User:CharlesSpencer/sandbox/HowTo

From Wikisource
Jump to navigation Jump to search

How to...[edit]

How I generated the data files for (semi-)automated processing of the Private Acts of the 58th Congress:

Base data[edit]

My base data came from the List of Private Acts and Resolution which is to be found in Volume I of the work. It has names, grant/increase and page numbers, but is missing Chapter numbers, marginal notes, amount of pension, quality of pensioner and any provisos. It is, however, not a bad place to start!

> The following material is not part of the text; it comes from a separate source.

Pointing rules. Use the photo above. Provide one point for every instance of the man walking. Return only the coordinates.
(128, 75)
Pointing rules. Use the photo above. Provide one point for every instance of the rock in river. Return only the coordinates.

Using the subst: function wrapping each of a long series of transclusion {{Page:United_States_Statutes_at_Large_Volume_33_Part_2.djvu/[target]}} functions in a sandbox page, I generated a very long single page of text. I then published the page, and copied and pasted its entire contents to Word.

Refinement phase[edit]

Here I used Word's quite sophisticated search and replace functionality to process the data for transfer to Excel. Anybody who understands regex could probably do what I did in seconds, but essentially I search/replaced as appropriate to create Name <Tab> Increase/Grant <Tab> Name <Tab> Date <Tab> Page number <C/R>.

Once this was in reasonable shape I then copied to Excel and used if statements to compare the two name cells - the initial version is in italics in the original, and therefore tends to OCR less well. However, there is very little point in checking lines where both name entries are the same - I haven't found a single one yet where the same error occurred in both cells!